Northern Rock mulling debt buyback - source
LONDON, June 16
LONDON, June 16 (Reuters) - Nationalised British lender Northern Rock (NRKx.L) is contemplating a bond buyback aimed at reducing its need for government funding, a source familiar with the matter said on Tuesday.
The source said the plan was at an exploratory stage and was just one of a number of options under consideration as the bank strives to complete an overhaul under which it could eventually return to private ownership.
A buyback of Northern Rock's debt could reduce its dependence on government money by freeing up capital earmarked for interest payments, potentially helping the bank win European Union approval for its state-assisted restructuring.
"It does have the potential to raise capital and therefore reduce the amount of capital required as part of a state aid package," the source said.

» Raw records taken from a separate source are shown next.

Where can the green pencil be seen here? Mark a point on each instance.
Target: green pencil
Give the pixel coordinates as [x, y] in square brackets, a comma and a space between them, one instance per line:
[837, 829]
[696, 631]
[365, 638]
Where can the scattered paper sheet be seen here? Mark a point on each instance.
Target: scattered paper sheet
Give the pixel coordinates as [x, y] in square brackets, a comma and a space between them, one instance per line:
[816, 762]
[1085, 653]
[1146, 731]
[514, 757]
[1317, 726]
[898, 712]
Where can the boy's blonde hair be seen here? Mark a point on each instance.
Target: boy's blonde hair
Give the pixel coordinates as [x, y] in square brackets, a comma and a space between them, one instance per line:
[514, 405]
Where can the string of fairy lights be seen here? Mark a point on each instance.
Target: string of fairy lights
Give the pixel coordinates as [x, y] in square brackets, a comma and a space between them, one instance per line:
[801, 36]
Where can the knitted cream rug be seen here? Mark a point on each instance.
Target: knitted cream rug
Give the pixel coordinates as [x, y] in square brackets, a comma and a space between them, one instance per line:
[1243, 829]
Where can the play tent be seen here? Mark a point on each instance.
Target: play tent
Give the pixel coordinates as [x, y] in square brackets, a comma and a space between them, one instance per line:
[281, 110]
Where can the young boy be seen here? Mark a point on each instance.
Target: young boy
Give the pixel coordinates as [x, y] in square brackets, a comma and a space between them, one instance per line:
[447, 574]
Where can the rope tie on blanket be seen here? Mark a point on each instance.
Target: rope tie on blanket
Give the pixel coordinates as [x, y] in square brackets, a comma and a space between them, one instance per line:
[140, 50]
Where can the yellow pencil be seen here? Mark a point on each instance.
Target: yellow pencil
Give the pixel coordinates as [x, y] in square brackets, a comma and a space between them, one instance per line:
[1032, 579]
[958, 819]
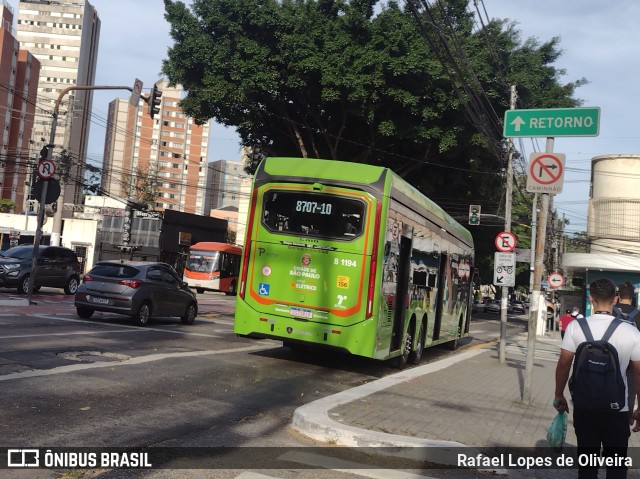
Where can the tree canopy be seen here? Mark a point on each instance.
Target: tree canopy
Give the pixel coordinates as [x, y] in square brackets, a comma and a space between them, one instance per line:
[422, 91]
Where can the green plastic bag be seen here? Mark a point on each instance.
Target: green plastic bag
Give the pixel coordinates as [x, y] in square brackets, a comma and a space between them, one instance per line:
[557, 432]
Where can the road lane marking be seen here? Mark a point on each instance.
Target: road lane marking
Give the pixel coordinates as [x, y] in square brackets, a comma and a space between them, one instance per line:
[70, 333]
[131, 328]
[133, 361]
[350, 467]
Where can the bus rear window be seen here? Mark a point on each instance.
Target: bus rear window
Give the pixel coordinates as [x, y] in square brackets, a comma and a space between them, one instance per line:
[303, 213]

Any buyback would likely be financed using government money, temporarily increasing the size of Northern Rock's government loan.
A spokesman for the Treasury, Britain's finance ministry, said it was not working on any plan to repurchase Northern Rock debt. Northern Rock declined to comment.
Analysts said a buyback could be good news for Northern Rock's bondholders. "This offers some ray of hope for investors," BNP Paribas analysts wrote in a research note.
"While any tender is highly uncertain and the pricing unclear, it could leave subordinated bondholders in a much better position than initially anticipated."
GOOD BANK, BAD BANK
Under a restructuring plan awaiting EU approval, Northern Rock is expected to split itself into two entities -- an operating company taking on the bank's deposits and lending activities, and an asset company containing its mortgage book.
Last week, analysts at ratings agency Fitch downgraded Northern Rock's subordinated bonds, citing concerns they could be allocated to the asset company and used to absorb losses on bad mortgage loans.
The Times newspaper reported on Tuesday investment bankers were working on a scheme under which Northern Rock could make separate offers to holders of different categories of debt. No talks have yet been held with bondholders, the paper said.
Other banks have in recent weeks taken advantage of depressed bond prices to buy back notes from investors at a discount, improving their capital position.
Part-nationalised British lender Royal Bank of Scotland (RBS.L) said in April it expected to make a 4.5 billion pound ($7.4 billion) profit from a bond buyback and exchange programme, while rivals Lloyds Banking Group (LLOY.L), Barclays (BARC.L) and Standard Chartered (STAN.L) have also swapped or repurchased bonds since the beginning of the year.
Northern Rock became the first major British casualty of the credit crunch in September 2007 after rising wholesale borrowing costs left it unable to fund itself.